Write-through: cache-database inconsistency on partial failure. If the database write succeeds but the cache write fails, the cache holds stale data. With a 300s TTL, staleness lasts up to 5 minutes. Mitigation: wrap both operations in a try-catch, and on cache write failure, delete the cache entry instead.

Read-through: cache stampede after invalidation. Invalidating a popular product's cache entry causes the same thundering herd problem as cache-aside TTL expiry. The mitigation is the same: probabilistic early expiration or lock-based single-flight cache population.
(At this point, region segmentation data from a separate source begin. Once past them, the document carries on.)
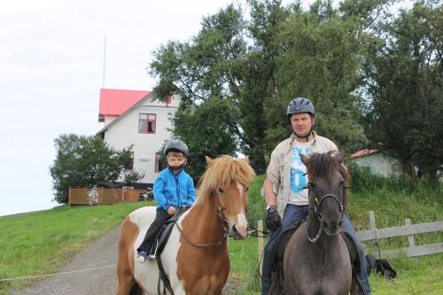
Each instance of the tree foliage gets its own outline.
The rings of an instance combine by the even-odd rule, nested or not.
[[[435,172],[441,165],[436,138],[443,138],[441,5],[420,1],[396,17],[387,9],[394,2],[316,0],[303,9],[300,1],[284,7],[280,0],[246,0],[248,9],[230,4],[204,18],[190,41],[159,47],[150,65],[159,77],[154,93],[182,96],[173,133],[197,157],[191,173],[201,174],[206,154],[236,151],[264,172],[276,144],[290,135],[285,111],[297,97],[313,100],[315,128],[341,150],[383,141]],[[412,107],[406,97],[417,96],[423,110],[406,115]],[[403,124],[420,125],[422,117],[426,128]],[[400,134],[408,136],[392,144]]]
[[[442,27],[441,3],[415,4],[385,24],[366,68],[369,134],[411,175],[416,166],[436,178],[443,164]]]
[[[109,147],[99,136],[61,135],[54,140],[56,159],[50,167],[54,199],[67,203],[69,187],[103,187],[117,182],[139,181],[139,172],[125,173],[131,161],[131,146],[121,151]]]

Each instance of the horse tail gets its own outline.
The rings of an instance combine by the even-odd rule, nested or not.
[[[134,243],[139,234],[138,227],[127,216],[120,227],[117,254],[117,295],[143,294],[134,278]]]

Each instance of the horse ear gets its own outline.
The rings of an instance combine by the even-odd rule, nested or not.
[[[301,161],[303,162],[303,164],[305,164],[305,166],[306,166],[306,163],[307,163],[309,157],[307,157],[307,155],[301,154],[300,159],[301,159]]]
[[[214,159],[212,159],[211,158],[209,158],[208,156],[205,156],[205,159],[206,159],[206,164],[208,167],[211,167],[213,166],[214,164]]]
[[[345,159],[345,155],[343,154],[343,152],[340,152],[338,151],[330,151],[330,155],[332,155],[332,157],[337,159],[338,162],[340,162],[340,164],[343,164],[343,159]]]

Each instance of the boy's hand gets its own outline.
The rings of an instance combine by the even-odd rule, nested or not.
[[[174,215],[175,213],[175,208],[172,206],[167,207],[167,213],[169,215]]]

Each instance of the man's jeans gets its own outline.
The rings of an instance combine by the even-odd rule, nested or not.
[[[286,209],[284,209],[284,213],[282,219],[282,224],[276,230],[273,231],[268,237],[268,244],[266,245],[264,250],[263,268],[261,274],[262,295],[268,295],[268,292],[269,291],[269,286],[271,283],[271,267],[272,267],[272,261],[270,260],[270,254],[276,244],[276,237],[278,236],[278,233],[280,233],[283,229],[289,228],[291,224],[299,221],[301,221],[302,219],[307,217],[308,213],[309,210],[307,208],[307,206],[295,206],[288,204],[288,206],[286,206]],[[348,231],[356,242],[357,251],[359,252],[360,255],[360,265],[361,265],[359,278],[362,285],[366,289],[366,292],[368,293],[368,295],[369,295],[370,286],[369,286],[369,282],[368,280],[368,274],[366,273],[363,245],[360,241],[360,238],[358,237],[358,235],[355,232],[354,226],[351,224],[351,221],[349,221],[349,219],[346,215],[344,215],[342,220],[343,220],[342,223],[343,229]],[[358,293],[359,295],[363,294],[362,291],[360,290],[360,287]]]

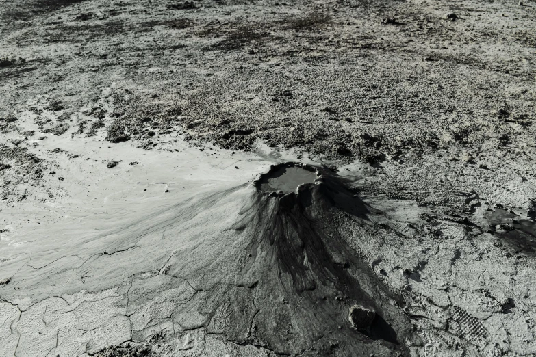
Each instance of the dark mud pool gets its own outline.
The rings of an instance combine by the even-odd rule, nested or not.
[[[260,181],[260,189],[265,191],[294,192],[302,183],[312,183],[316,174],[298,166],[281,167],[266,175]]]
[[[492,230],[505,239],[516,252],[536,253],[536,222],[501,209],[495,209],[487,215]]]

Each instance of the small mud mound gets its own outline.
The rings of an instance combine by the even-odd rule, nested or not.
[[[282,354],[405,354],[399,343],[409,324],[399,298],[333,223],[342,212],[367,219],[366,206],[344,180],[322,168],[285,164],[254,186],[228,195],[244,203],[225,231],[169,260],[165,274],[186,279],[195,291],[175,310],[173,322]]]
[[[275,177],[291,191],[259,189]],[[51,255],[56,265],[17,274],[34,301],[48,298],[43,286],[55,294],[119,286],[115,308],[132,342],[165,328],[282,355],[409,356],[403,299],[342,235],[350,224],[374,229],[372,209],[347,183],[324,168],[273,166],[253,185],[201,191],[64,245],[83,258]],[[84,278],[64,288],[73,276]],[[105,347],[79,339],[90,340],[90,354]]]

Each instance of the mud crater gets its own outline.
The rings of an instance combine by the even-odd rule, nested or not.
[[[256,182],[257,188],[263,192],[295,192],[298,186],[314,183],[318,178],[316,169],[310,165],[287,163],[272,166],[270,170]]]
All strategies: Redis failure. If Redis is unavailable, cache-aside and read-through degrade to direct database reads (acceptable). Write-through may block writes if the cache update is in the critical path. Mitigation: make the cache write fire-and-forget with a timeout.

Scaling Considerations

At 100,000 req/min, the write-through strategy's database load reduction (88%) means 12,000 database queries/min instead of 100,000. This is the difference between needing a read replica and not.
Redis cluster mode supports horizontal scaling, but adds complexity for cache invalidation across shards.
For multi-region deployments, each region needs its own cache. Cross-region cache invalidation adds latency. Consider region-local caches with shorter TTLs instead.
Cache warming on deployment: pre-populate the top 1,000 products on application startup to avoid a cold-cache thundering herd.

Observability

Track cache hit rate per product tier (top 100, top 1000, long tail)
Monitor cache memory usage and eviction rate
Log cache misses that result in database queries exceeding 50ms (these are candidates for cache warming)
Alert on hit rate dropping below 80% (indicates a configuration or traffic pattern change)
Measure end-to-end latency including cache lookup, not just database query time

Key Takeaways

Write-through caching delivered the highest hit rate (91%) and eliminated staleness for actively updated products. The cost is a 3ms write latency overhead.
Cache-aside is the simplest strategy but suffers from thundering herd problems on TTL expiry and lower hit rates.
TTL configuration is the most impactful tuning parameter. Too short reduces hit rate; too long increases staleness.
Cache failure must degrade gracefully. Never let a cache outage cascade into a full system outage.
Measure hit rates by access pattern (popular vs long-tail), not just overall. A 90% overall hit rate can mask a 30% hit rate on the long tail.

Final Thoughts

I deployed write-through caching with a 300-second TTL and a fallback to direct database reads on Redis failure. The 91% hit rate reduced database load by 88%, deferring the need for a read replica by an estimated 6 months at current growth rates. The 3ms write latency overhead was invisible to users. The primary ongoing cost is maintaining cache update logic in every write path, which is a code organization challenge, not a performance one.